Retreat Week for the Sisters
Homilies from the Past
The image of God that we see (hear) in the words of Hosea today are decidedly tender. Hosea delivers a message to the children of Israel that depicts God as a loving parent who tenderly embraces a little child. Listening to these words is sure to evoke all sorts of emotions among parents.
As a priest, I will never know the parental emotions. At the same time, I am fortunate to have had a loving mother. My father died was I was very young, only six years of age. However, the faint memories I have of him are also those of a loving and doting parent. The good thing about the image of God that we hear today is that it can be appreciated from both sides – both from the perspective of a parent as well as that of a child.
There is much in the Hebrew Scriptures that portrays God as a judge, as a vengeful and jealous God. I think it is part of our human nature to view God in this fashion simply because we have too often been vengeful and jealous ourselves. We know how we would react or have reacted when we have been betrayed or abandoned by a loved one.

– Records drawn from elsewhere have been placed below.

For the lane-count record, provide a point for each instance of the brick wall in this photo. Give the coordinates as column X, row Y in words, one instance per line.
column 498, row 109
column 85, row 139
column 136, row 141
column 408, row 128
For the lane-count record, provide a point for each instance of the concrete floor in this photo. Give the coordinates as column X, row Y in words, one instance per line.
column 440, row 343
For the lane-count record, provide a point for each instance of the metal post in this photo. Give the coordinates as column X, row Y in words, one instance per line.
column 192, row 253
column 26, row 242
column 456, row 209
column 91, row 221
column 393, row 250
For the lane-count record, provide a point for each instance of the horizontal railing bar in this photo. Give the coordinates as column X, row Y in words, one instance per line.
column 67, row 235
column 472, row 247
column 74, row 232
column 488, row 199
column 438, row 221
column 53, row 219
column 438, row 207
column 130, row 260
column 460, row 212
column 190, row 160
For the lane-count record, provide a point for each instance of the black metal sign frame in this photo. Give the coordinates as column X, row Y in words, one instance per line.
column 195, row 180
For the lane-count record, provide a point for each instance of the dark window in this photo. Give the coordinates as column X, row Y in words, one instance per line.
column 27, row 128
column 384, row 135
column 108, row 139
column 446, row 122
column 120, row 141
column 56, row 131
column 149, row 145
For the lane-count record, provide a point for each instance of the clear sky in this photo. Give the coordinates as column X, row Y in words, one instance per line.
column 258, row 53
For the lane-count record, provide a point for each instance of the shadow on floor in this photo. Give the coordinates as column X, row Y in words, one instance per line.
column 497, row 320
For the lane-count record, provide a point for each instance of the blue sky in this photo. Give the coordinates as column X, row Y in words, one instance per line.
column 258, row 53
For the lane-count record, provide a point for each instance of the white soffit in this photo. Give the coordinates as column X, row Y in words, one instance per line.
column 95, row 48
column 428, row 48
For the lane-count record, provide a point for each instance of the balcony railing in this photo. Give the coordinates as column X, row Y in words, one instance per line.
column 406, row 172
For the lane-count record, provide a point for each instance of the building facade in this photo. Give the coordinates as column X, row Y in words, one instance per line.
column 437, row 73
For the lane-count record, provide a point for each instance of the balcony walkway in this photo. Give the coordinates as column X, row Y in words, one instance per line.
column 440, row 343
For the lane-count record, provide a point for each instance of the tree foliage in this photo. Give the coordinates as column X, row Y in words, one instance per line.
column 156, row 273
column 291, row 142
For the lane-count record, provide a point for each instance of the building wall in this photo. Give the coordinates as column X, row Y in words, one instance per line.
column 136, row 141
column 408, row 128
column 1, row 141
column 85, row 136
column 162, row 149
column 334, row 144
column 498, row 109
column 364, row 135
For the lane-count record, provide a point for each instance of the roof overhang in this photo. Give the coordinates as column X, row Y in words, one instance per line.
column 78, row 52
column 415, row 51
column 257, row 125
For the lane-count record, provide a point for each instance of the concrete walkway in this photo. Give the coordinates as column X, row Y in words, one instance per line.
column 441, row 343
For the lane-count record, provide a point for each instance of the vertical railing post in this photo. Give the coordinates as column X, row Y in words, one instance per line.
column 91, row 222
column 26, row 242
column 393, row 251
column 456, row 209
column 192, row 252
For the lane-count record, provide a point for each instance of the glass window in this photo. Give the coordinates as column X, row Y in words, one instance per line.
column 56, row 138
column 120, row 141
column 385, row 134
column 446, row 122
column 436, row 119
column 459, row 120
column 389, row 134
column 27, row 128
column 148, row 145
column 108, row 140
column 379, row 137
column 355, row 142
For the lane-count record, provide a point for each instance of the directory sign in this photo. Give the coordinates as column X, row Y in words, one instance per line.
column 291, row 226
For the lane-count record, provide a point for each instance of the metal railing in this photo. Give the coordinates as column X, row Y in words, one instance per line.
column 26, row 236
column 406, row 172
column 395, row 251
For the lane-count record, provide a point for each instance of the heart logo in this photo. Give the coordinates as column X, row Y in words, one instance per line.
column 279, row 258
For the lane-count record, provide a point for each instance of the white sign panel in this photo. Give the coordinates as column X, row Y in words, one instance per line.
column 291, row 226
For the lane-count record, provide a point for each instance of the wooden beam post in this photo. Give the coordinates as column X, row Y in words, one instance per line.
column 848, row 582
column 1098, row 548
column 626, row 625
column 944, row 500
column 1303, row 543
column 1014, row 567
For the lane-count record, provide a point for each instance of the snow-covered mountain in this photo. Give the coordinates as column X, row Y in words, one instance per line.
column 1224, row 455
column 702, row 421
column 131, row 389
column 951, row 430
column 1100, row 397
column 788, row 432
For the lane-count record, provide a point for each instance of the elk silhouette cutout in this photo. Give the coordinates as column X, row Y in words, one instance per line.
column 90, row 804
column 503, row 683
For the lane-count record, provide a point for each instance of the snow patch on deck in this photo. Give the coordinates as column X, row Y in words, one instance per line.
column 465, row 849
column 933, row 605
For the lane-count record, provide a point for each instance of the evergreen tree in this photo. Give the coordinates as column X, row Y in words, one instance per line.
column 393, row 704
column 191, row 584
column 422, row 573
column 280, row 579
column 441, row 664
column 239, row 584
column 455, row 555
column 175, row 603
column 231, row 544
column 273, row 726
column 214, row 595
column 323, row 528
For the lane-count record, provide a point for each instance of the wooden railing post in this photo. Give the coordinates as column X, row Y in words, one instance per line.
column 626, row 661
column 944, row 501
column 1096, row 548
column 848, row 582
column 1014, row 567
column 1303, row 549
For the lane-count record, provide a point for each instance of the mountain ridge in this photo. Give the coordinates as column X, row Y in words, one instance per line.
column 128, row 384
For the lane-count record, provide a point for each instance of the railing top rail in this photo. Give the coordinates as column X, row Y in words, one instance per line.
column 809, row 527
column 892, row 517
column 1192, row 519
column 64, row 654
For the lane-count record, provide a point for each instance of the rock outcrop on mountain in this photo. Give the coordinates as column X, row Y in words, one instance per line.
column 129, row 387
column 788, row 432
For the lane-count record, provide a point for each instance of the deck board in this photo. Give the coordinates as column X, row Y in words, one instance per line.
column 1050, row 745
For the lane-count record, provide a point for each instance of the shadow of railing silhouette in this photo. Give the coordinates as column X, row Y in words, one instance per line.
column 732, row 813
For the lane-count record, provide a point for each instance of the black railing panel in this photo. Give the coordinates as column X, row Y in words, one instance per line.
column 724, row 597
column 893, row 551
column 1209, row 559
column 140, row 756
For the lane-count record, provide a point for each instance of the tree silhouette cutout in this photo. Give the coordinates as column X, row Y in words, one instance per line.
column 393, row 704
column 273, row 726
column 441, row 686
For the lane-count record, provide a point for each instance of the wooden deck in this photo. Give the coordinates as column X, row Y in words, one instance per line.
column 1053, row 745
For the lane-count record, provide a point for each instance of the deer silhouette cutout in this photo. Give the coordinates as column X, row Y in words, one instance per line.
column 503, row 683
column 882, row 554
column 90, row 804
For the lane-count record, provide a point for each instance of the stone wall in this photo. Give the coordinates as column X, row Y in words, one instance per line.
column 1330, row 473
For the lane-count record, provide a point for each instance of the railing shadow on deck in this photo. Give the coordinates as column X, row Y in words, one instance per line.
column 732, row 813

However, if we focus our sight on the person of Jesus, the very personification of God’s love for us, then the words that we hear in Hosea today make much more sense: “Yet it was I who taught Ephraim to walk, who took them in my arms; but they did not know that I cared for them. I drew them with human cords, with bands of love; I fostered them like those who raise an infant to their cheeks; I bent down to feed them” (Hosea 11:3-4). Jesus touched the lives of many people while he walked among us. The stories that have been handed down through the ages about him have been stories of love, of embrace, or tenderness.
When Jesus sent the Twelve to preach the Good News, he asked them to carry his tender love for us with them wherever they went. Unfortunately, the apostles and we (their descendants) are not divine but human. Our challenge is to let the tenderness of God shine through our actions and to forsake the human emotions of vengeance and jealousy. If we are to be representatives of the Gospel, then we must be representatives of the tenderness of which Hosea speaks today.